# Livery Renfrewshire



## Jingleballs (24 January 2014)

Can anyone recommend a decent non riding school livery yard near Bishopton/Houston/Kilmacolm?

OH and I are moving house hopefully towards the end of this year/early next year depending when we sell our home and the build dates for the new homes we are considering - Bishopton is one of the areas on the list but although I know the names of some yards out that way, I don't know much else about them as they are a good 30+ miles from where we live now.

Looking for a yard with good all year turn out (24/7 in summer) who can offer assisted/part DIY or Full livery (I currently do grass livery April to Dec and then full livery for the few months he is stabled overnight)

Must have an all weather outdoor and decent hacking - don't mind not having and indoor as I've never had the luxury of one before.

So far I've noted Gryffside (which doesn't do full??), Lawmarnock, Wardhouse (Riding school??) - any others worth considering?

It's a long way off but I just want to make sure this is a factor on where we relocate to!!


----------



## kez1001 (24 January 2014)

Gryffeside is nice and they can do some services when required I think but correct me if wrong. Hacking is amazing.

I've got friends at lawmarnock who like it too. It's quite big though and has a strange quarantine rule when you first arrive if I recall correctly. 

There are quite a few small private yards around kilmacolm. You could try the kilmacolm riding club for info. 

Also if you venture towards Paisley or Ayrshire there is much more choice.


----------



## Jingleballs (30 January 2014)

Thanks Kez!!!


----------



## Jingleballs (10 March 2014)

Just bumping this up again.

Gryffeside looks and sounds lovely BUT only offers adhoc services and is primarily assisted livery.  The would cover for sickness or holidays but not a regular arrangement which isn't ideal.


I did assisted DIY for 5 years at other yards but having had a promotion at work and switching to full livery, I'm not sure i could go back to assisted DIY and would look for full livery cover 2 - 3 days a week if not all the time.  I also have a sharer who doesn't do chores as part of our agreement although that may be flexible if she even wants to keep the share after I relocate.


I've heard good things about Wardhouse and they do 24/7 turn out 365 days a year but I've heard the field is miles from the yard making it impossible to ride your horse in the winter months so looking for other options!


----------



## Jnhuk (10 March 2014)

I used to be in that area many years ago and know there are quite a few private yards but I am not sure how many would have facility for full livery.

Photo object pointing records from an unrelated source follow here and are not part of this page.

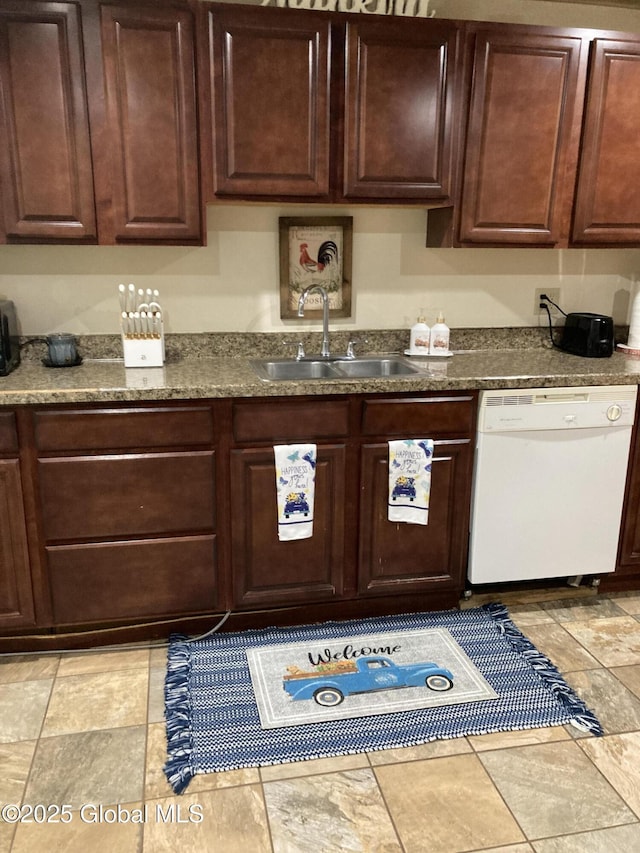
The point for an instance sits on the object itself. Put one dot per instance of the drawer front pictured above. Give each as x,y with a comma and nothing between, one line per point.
124,580
419,418
287,420
100,497
8,433
123,429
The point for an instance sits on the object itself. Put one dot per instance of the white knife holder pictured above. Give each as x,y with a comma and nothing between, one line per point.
143,350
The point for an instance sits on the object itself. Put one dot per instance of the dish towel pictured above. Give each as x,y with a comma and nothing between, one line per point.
295,487
410,480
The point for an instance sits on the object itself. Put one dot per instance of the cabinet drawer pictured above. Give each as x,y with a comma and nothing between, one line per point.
424,417
286,420
100,497
123,429
8,434
120,580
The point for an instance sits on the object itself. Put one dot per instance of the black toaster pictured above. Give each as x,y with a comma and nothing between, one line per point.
589,335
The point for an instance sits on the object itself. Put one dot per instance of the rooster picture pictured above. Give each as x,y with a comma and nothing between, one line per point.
327,254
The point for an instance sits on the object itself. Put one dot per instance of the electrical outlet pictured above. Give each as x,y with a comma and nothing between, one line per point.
552,292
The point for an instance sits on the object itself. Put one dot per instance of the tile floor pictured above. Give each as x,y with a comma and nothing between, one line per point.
86,731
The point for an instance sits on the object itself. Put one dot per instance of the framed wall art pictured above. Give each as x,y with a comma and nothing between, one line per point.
315,250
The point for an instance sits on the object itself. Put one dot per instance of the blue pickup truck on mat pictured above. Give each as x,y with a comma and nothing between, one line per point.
365,675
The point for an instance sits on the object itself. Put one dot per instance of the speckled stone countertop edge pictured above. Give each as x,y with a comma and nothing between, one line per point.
107,380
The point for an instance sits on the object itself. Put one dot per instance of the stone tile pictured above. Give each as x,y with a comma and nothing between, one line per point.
28,668
90,767
629,676
581,609
435,749
226,820
616,707
560,647
451,801
618,839
614,642
540,786
80,835
502,740
155,713
102,700
524,615
314,767
22,708
15,761
102,661
627,601
336,811
156,785
618,759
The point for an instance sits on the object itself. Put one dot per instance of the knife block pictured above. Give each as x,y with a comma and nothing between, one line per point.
143,350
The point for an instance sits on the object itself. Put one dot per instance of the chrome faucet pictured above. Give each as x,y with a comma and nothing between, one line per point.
316,288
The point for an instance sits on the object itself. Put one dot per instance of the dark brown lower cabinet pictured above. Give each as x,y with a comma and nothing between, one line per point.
16,593
267,571
411,558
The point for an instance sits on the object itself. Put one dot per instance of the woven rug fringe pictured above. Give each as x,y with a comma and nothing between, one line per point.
179,768
582,717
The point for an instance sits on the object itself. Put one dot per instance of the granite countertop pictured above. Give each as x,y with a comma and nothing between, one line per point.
193,375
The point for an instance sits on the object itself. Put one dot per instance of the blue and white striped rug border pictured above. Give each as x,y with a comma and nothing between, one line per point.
213,723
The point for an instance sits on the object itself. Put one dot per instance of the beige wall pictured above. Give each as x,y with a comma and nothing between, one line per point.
232,283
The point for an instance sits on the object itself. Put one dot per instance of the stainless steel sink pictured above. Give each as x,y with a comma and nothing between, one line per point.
283,369
387,366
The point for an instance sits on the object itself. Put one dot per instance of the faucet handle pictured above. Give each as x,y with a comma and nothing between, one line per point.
350,350
300,348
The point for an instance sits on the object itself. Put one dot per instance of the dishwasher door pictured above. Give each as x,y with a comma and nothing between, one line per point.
549,482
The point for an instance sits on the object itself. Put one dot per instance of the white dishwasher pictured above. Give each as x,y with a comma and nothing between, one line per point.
549,482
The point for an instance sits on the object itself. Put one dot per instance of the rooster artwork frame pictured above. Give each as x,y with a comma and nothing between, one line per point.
315,250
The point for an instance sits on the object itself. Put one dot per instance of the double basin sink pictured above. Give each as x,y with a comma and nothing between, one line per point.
360,367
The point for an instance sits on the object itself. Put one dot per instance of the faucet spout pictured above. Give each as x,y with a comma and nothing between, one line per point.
316,288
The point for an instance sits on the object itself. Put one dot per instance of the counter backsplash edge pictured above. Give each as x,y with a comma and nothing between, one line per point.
263,344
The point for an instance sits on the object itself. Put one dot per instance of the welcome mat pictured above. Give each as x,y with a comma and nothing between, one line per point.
470,672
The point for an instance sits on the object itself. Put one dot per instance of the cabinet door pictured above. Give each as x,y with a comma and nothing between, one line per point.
404,558
400,102
16,595
149,68
46,177
267,571
607,208
270,83
522,144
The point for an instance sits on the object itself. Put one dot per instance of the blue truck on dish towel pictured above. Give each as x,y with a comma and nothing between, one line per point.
365,675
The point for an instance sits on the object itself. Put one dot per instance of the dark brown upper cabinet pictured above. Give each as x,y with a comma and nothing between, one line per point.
401,79
523,136
151,128
46,177
328,107
607,205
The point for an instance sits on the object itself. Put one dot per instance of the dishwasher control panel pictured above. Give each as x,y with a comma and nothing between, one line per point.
557,408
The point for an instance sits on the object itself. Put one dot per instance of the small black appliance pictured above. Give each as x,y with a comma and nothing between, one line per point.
588,335
9,338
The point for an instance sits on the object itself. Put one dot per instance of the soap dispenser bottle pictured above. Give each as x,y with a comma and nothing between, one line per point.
419,341
439,337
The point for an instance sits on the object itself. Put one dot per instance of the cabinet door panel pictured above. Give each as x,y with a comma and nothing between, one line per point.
270,80
266,570
522,139
404,558
129,580
45,158
99,497
150,82
16,595
400,99
607,208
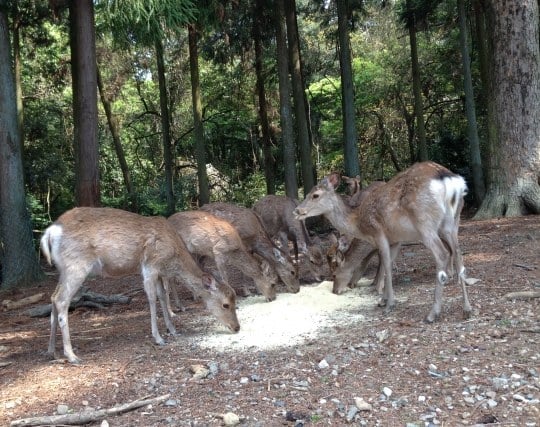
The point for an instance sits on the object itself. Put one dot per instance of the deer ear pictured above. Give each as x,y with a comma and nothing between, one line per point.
209,283
334,180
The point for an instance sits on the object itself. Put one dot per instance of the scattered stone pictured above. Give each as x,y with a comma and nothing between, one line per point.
62,409
323,364
231,419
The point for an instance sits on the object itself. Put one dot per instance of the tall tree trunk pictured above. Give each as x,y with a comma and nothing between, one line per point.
472,127
417,93
285,107
269,162
515,86
200,146
18,259
165,129
85,119
302,121
487,147
350,136
115,133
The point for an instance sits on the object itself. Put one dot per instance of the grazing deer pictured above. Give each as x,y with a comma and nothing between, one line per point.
276,214
207,235
115,243
257,240
422,203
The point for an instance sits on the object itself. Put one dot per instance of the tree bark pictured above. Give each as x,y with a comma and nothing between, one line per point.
302,120
285,107
165,129
515,71
269,161
200,146
84,81
350,136
422,151
472,126
18,259
115,133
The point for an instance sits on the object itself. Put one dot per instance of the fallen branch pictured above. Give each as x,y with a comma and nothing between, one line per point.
83,298
12,305
86,417
523,295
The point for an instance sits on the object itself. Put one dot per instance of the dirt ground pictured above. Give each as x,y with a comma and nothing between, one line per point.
361,367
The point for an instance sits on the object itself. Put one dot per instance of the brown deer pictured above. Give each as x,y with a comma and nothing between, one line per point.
207,235
115,243
422,203
276,214
257,240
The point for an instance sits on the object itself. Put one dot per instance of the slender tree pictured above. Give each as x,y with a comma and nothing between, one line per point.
515,87
350,136
18,259
84,81
285,107
302,119
472,126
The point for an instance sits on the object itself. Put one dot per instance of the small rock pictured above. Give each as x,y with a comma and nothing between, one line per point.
351,413
323,364
62,409
231,419
387,391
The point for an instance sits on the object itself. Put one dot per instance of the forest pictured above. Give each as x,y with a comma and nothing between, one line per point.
162,106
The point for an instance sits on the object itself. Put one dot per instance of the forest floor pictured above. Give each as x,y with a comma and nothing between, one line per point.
311,358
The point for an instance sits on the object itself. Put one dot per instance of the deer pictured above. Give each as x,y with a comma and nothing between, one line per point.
116,243
207,235
423,202
276,214
257,240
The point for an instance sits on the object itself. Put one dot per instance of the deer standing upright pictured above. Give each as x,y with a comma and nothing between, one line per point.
115,243
422,203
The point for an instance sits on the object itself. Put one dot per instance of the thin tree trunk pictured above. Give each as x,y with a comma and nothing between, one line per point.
200,146
472,127
515,71
486,99
18,259
269,162
350,136
417,93
302,122
285,108
84,81
115,133
165,130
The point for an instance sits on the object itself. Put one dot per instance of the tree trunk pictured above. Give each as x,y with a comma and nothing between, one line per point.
485,95
18,260
472,127
200,146
417,93
285,108
269,162
115,133
515,71
302,121
84,81
165,130
350,136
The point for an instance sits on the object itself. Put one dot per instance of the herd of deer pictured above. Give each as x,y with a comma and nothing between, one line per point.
422,203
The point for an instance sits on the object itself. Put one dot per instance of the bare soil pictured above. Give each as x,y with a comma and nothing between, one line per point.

I don't think you will find them other than word of mouth. Speak to the secretary of Kilmacolm RC as it is now for contacts who is a lovely person.  If you want other names to contact for up to date info, pm me but the places I knew may have changed as I did leave the area early 1990s so my information not recent.

If you are looking at Bishopton maybe worth speaking to someone like Muriel Colquhoun


----------



## Jingleballs (11 March 2014)

Thank you - will try the riding club.

Not sure when we'll be moving - hopefully later this year but could be early next year so got plenty of time to look for somewhere.


----------



## Flora (11 March 2014)

I have a small yard in Houston about 10 mins from Ingliston.  There are only 10 horses on yard, big airy stables and I have an indoor school. I have a full livery stable available in 2 weeks, but I can put you on the waiting list for the future, if you pm your details.


----------



## Jingleballs (11 March 2014)

Flora said:



			I have a small yard in Houston about 10 mins from Ingliston.  There are only 10 horses on yard, big airy stables and I have an indoor school. I have a full livery stable available in 2 weeks, but I can put you on the waiting list for the future, if you pm your details.
		
Click to expand...

Thanks Flora - I'll PM you!


----------



## Natalie1990 (9 January 2015)

Flora said:



			I have a small yard in Houston about 10 mins from Ingliston.  There are only 10 horses on yard, big airy stables and I have an indoor school. I have a full livery stable available in 2 weeks, but I can put you on the waiting list for the future, if you pm your details.
		
Click to expand...

Is this still available? Thanks!


----------